Voici ce que disait Théodore Monod dans son dictionnaire au mot « Evangile », édition du Cherche Midi. Je cite : « Chaque jour je récite les Béatitudes, comme on rêve à une utopie, si on définit l’utopie non pas comme « l’irréalisable », mais comme ce qui n’est pas advenu ». Ne pourrait-on pas dire la même chose de l’Espérance qui réclame une réalisation ?

Ainsi portée en Dieu, l’Espérance sera toujours, avec nos contemporains, avec les sœurs et frères, un chemin à poursuivre, une mer à traverser, un champ à cultiver, une moisson à récolter, un amour à partager.  

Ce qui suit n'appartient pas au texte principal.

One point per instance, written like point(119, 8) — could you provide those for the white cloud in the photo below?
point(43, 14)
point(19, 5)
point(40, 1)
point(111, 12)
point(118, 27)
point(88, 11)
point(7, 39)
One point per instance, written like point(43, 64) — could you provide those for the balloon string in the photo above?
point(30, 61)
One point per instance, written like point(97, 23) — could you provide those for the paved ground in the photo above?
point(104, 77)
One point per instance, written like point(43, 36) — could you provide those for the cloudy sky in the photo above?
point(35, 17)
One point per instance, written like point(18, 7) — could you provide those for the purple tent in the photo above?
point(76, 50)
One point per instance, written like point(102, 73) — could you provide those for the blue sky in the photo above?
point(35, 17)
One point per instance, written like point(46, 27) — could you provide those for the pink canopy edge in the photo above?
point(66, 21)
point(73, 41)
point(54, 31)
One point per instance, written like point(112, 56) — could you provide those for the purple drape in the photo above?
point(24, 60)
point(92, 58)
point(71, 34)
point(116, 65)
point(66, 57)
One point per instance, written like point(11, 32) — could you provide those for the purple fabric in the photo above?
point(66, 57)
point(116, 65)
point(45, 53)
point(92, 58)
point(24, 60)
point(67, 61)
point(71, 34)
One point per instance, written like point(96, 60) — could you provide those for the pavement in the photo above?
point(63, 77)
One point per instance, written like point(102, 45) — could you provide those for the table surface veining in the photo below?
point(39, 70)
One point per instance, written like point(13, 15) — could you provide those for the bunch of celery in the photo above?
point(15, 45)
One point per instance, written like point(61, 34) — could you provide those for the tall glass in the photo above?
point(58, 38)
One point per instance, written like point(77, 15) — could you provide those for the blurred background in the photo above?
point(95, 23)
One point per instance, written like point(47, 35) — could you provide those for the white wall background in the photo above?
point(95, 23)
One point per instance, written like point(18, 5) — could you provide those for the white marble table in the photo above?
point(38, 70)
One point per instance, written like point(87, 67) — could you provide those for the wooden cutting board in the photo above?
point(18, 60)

Pour conclure dans l’Espérance :

L’Espérance n’est pas statique. Elle est mouvement. Elle rythme nos pas… mais quel est l’Ami qui s’avance, qui nous rencontre, et fait route avec nous ?

Celui qui EST… qui ETAIT… et qui SERA… Il vient !

« Laus Deo » !

Je vous remercie pour votre présence et pour votre écoute.

Pasteure Claude Caux-Berthoud,

Prieure de la Fraternité Spirituelle des Veilleurs. Samedi 25 mars 2023. Oratoire du Louvre.